Живя какое-то время в Германии, я взвалил было на себя нелегкое бремя культурного героя, пытаясь обучить диких немецких знакомцев пить водку по-нормальному, то есть перед едой, а не после. С закуской, а не без. И, главное, не произносить этого ужасного, оскорбляющего чувствительный слух выпивающего россиянина «nasdorowje». Если не знаешь, что именно говорится в этих случаях, не говори ничего. Вотще: выполнить миссионерский долг мне так и не удалось.
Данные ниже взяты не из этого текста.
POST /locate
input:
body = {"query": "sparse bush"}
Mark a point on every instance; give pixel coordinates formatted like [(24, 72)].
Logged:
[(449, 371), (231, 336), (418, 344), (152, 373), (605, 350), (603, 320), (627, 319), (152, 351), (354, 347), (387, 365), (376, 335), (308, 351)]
Но главное – даже не это. Как же я был изумлен, чтобы не сказать оскорблен в лучших чувствах, узнав однажды, что в немецком языке водка вовсе не жена и не подруга, а черт знает кто. Она там, представьте себе, не «она», а «он». Она там буквально «der Wodka», а потому пропеть немцу ту песню о водке, которую я исполнил в начале этого текста, совершенно невозможно. Ну! И о чем с ними говорить после этого? У них, кстати, и «смерть», и «война» – вовсе не фатальные тетки, как у нас, а грубые, поросшие дикой шерстью и лишенные всяческой привлекательности мужики.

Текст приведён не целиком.